Regulatory Compliance
Current eVTOL models resemble planes and helicopters more than cars, but they also come with all the added demands—particularly compliance—that come with automotive engineering and manufacturing (especially for EV designers).
A synergistic approach between automotive and aviation is necessary, and the field of electronics gives a secure foothold t create the synergy to redesign the UAM concept into a brand new means of transportation that will be neither a car nor a plane—but an aircraft with a new class rating.
eVTOL Batteries
To be airborne, drones need to be as light as possible: the battery size needs to be adjusted to the drone size. The same principle applies to any aircraft that needs to remain in the air without adding excessive weight to the airframe. Electric batteries for EVs weigh between 300 and 600 kilograms, whereas larger battery packs usually have a better lifetime but can slow down the vehicle and require longer charging times.
A digital mock-up of CityHawk (viewed from above), the fan-based aircraft powered by hydrogen cells
Image credit: Urban Aeronautics
Nanodot batteries, as well as lighter lithium-ion battery alternatives (such as lithium nickel manganese cobalt oxide and lithium-sulfur), are considered as lighter alternatives. The same goes for hydrogen cells, as in the case of the above-pictured CityHawk: a fan-based aircraft (or ‘fancraft’ as its manufacturer, Metro Skyways, calls it) that’s designed by the Israel-based Urban Aeronautics for taxi transport (of up to six occupants), emergency services, and corporate limousine transport.
Weather Challenges
The weather sensitivity of vertical takeoff and landing aircraft is directly proportional to how small their size is; however, this is fortunately a challenge that can, and must, be addressed by microscale weather prediction.
Most eVTOL flights are supposed to take place in urban environments, after all, and it’s due to the involvement of built-up areas that such micro-scale weather model reporting is so vital. This is because microscale meteorology forecasts can cover both small (within a 1-kilometre radius) and short-lived (up to 1 hour) atmospheric phenomena.

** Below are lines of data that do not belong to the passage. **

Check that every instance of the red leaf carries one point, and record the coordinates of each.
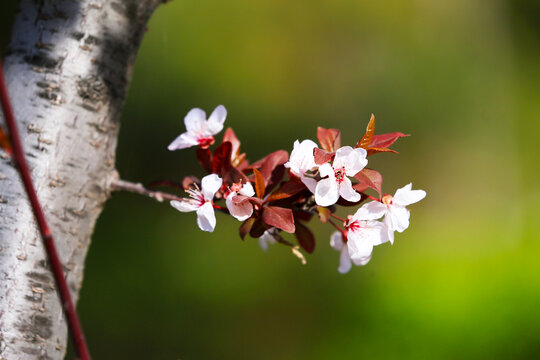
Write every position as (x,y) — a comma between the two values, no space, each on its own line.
(259,184)
(4,142)
(222,158)
(324,214)
(280,218)
(286,190)
(368,178)
(258,229)
(236,158)
(322,156)
(305,238)
(189,182)
(205,159)
(270,162)
(370,130)
(372,151)
(245,228)
(330,139)
(385,140)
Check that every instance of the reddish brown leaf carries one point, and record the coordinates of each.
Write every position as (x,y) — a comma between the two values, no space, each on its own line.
(237,158)
(267,164)
(222,158)
(342,202)
(370,130)
(368,178)
(245,228)
(4,142)
(258,229)
(280,218)
(259,184)
(305,238)
(324,214)
(302,215)
(322,156)
(385,140)
(205,159)
(330,139)
(372,151)
(286,190)
(189,182)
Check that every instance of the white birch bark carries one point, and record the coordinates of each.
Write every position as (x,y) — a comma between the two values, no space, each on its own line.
(67,69)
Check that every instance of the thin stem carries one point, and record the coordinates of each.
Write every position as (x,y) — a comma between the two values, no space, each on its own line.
(338,218)
(335,225)
(73,322)
(138,188)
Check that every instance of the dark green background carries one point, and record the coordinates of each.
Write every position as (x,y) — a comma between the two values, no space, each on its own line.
(463,281)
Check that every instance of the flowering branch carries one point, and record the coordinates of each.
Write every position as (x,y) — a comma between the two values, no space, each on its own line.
(138,188)
(16,150)
(281,193)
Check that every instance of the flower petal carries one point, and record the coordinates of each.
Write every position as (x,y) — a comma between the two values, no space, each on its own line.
(327,170)
(216,120)
(184,206)
(326,192)
(195,121)
(360,247)
(405,196)
(302,159)
(336,240)
(400,217)
(206,219)
(347,192)
(210,184)
(183,141)
(266,239)
(389,228)
(353,160)
(344,261)
(241,211)
(310,183)
(362,261)
(247,190)
(371,211)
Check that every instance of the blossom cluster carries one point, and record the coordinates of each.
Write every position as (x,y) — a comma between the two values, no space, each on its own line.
(281,193)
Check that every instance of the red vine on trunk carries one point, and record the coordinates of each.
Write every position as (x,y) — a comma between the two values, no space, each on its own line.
(17,153)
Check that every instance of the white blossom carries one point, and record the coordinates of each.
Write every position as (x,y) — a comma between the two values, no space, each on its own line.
(347,162)
(267,238)
(396,215)
(199,130)
(302,160)
(242,210)
(201,202)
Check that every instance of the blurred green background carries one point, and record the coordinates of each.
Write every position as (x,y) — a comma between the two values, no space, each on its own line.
(462,77)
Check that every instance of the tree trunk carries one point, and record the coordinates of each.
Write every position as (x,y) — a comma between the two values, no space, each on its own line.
(67,68)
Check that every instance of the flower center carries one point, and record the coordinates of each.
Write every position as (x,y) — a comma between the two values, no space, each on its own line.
(340,174)
(387,199)
(196,196)
(354,226)
(205,142)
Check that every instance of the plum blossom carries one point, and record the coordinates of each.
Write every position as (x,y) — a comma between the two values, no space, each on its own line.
(199,130)
(302,160)
(396,215)
(337,242)
(347,162)
(267,238)
(241,210)
(201,202)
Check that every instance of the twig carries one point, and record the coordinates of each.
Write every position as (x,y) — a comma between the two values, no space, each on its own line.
(138,188)
(74,324)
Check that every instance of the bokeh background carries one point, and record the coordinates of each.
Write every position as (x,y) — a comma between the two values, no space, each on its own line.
(462,77)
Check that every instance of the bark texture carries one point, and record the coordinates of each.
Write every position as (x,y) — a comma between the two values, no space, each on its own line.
(67,70)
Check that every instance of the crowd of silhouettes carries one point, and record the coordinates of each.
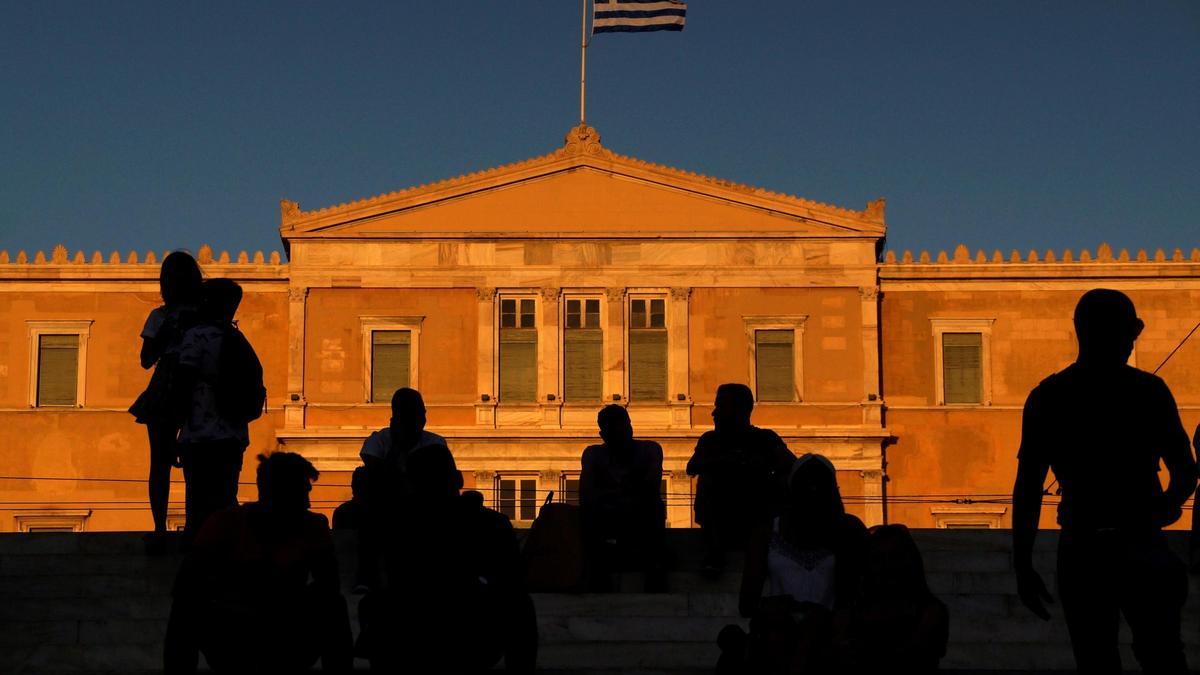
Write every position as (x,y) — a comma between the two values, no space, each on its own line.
(445,586)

So far, the HRRR (high-resolution rapid refresh) atmospheric model has proved the more successful option in predicting weather at the mesoscale—namely on spatial scales of 10 to 1,000 kilometres.
Nevertheless, another question that arises, which further challenges the potential for the quick adoption of VTOLs, relates to the pitfalls of human error and poor decision making: how prepared will the pilot will even be to make their own snap decisions based on such real-time weather forecast technologies?
The Lifecycle Engineering Problem
Electric vertical takeoff and landing aircraft are complex technologies, dependent on multiple sources of funding. Such a (potential) new generation of urban transport combines aviation, automotive, and urban transport and logistics.
The commercialisation of eVTOL technology is an urban planning challenge for future cities. Design, compliance, and battery requirements for eVTOL cars make them a life-cycle engineering challenge with questions of environmental sustainability that are not easy to quantify. As a transportation breakthrough, they are far from the required level of technological maturity before a comprehensive air control and management system takes place.
Indeed, we may have to wait at least several decades for that.